It was a woman and she was naked. I have no idea how old she was, but her face was savaged with crying and she was only white and blue, and in some stories the person who was me would look away, but I did not look away, and I saw her body entire, the hair below her belly and her hanging breasts white in the white universe. There are more than a thousand whites in this world. She was terrified of the dog and I stood between her and the dog and now the dog wanted to play with me and I saw the red rag was a shirt and I grabbed one end and then quickly reached and snagged the other end from his mouth. He bounded on me with his front paws. He was heavy, but I pushed him down. I wadded the shirt up and stuffed it inside my coat and I pushed the dog away again. I have never handled a dog that way in my life, but I was ready to kick him. He sat, perplexed. The shirt was gone.
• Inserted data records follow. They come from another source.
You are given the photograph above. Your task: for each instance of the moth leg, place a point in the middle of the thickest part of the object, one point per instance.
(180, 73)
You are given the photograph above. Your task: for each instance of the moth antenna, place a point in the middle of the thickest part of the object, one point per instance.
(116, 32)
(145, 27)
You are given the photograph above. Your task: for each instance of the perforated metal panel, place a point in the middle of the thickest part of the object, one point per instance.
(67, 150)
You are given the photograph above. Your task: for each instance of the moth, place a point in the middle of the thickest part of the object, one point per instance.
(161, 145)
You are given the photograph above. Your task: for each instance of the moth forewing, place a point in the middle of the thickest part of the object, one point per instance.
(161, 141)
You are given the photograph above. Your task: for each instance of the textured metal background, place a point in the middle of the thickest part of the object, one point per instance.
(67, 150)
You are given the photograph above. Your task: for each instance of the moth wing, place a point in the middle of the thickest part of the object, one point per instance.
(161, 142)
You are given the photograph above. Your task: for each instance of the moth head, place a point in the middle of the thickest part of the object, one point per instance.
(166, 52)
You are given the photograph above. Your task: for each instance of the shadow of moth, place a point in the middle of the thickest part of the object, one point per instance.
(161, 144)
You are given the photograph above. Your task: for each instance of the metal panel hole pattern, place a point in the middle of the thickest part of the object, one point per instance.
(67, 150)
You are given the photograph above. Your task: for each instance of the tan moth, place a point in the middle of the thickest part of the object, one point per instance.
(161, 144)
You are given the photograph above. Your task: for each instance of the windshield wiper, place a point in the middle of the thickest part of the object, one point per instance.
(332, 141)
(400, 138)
Now I felt the woman’s hands on my back and she pulled herself up and leaned against me barefoot in that snow. “Is this your shirt?” I asked her.
“Yes,” she said. She had taken my arm now and was leaning against me, her hair in strings. There was blood on the inside of one of her legs and her arms were marked red where the dog had raked her.
“Where do you live?” I asked her.
“There,” she said. She pointed to the second house, one side coated with the blown snow.
“Can you walk?” I said. “I can’t carry you.”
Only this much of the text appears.